Acoustical holography, on the other hand, has the advantage of utilizing long wavelength radiation and, consequently, materials normally opaque to the optical wavelengths are transparent to this wavelength region. Therefore, acoustical holography allows for the object to be inspected throughout its entire volume which would otherwise be impossible using optical holography. However, one of the prime disadvantages of acoustical holography is that of resolution in its detection and recording techniques. Therefore, to properly test certain objects, one would need to employ more than one technique and, consequently, one would then have to inspect more than one hologram and/or type of hologram of the same scene in order to obtain all of the positive information about the test objects.
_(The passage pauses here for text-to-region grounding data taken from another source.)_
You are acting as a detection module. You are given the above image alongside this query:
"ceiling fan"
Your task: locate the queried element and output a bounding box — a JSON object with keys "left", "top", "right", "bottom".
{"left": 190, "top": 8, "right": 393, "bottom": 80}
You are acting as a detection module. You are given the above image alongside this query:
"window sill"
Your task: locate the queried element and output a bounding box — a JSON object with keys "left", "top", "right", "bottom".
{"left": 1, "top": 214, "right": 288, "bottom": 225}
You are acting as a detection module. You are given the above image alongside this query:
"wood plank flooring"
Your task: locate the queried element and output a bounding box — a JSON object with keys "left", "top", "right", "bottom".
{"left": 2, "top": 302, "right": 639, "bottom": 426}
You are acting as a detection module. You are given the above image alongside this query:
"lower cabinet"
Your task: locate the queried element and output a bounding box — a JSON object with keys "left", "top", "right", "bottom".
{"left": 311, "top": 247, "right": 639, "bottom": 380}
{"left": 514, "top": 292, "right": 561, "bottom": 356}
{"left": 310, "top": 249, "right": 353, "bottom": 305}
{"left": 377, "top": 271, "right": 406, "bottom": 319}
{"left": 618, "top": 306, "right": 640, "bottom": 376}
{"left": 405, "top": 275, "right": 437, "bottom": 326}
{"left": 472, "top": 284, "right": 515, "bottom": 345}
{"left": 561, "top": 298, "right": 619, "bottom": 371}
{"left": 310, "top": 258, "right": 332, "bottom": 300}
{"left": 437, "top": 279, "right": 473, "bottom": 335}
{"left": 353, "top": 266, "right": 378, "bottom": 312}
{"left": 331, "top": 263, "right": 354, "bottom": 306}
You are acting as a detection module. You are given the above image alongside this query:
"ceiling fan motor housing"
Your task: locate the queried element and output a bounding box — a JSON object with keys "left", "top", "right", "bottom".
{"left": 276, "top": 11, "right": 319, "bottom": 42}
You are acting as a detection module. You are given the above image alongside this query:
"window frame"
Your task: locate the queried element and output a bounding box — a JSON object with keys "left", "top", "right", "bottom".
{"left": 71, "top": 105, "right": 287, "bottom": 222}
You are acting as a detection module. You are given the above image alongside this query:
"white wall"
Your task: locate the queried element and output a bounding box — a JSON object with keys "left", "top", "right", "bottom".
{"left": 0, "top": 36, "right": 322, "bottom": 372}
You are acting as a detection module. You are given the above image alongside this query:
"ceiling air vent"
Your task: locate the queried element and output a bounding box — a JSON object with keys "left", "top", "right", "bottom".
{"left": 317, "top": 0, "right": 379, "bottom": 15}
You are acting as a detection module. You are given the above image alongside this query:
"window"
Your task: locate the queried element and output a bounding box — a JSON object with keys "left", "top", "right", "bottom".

The correlation technique has a very distinct advantage in flaw detection and has been employed repeatedly for such testing of printed circuit boards, etc. This technique basically operates on the principle of correlation of intensity returned from some small area of tests. The magnitude deviation of the returned intensity (of an optical beam) is a direct function of the location and magnitude of the surface change, i.e., or flaw. The disadvantage here is that it is restricted to operate over a relatively small area and, consequently, could not be well applied for inspection of large objects. Therefore, to properly test a large object, all three of these holographic techniques are necessary, and, consequently, a minimum of three separate holograms may have to be interpreted.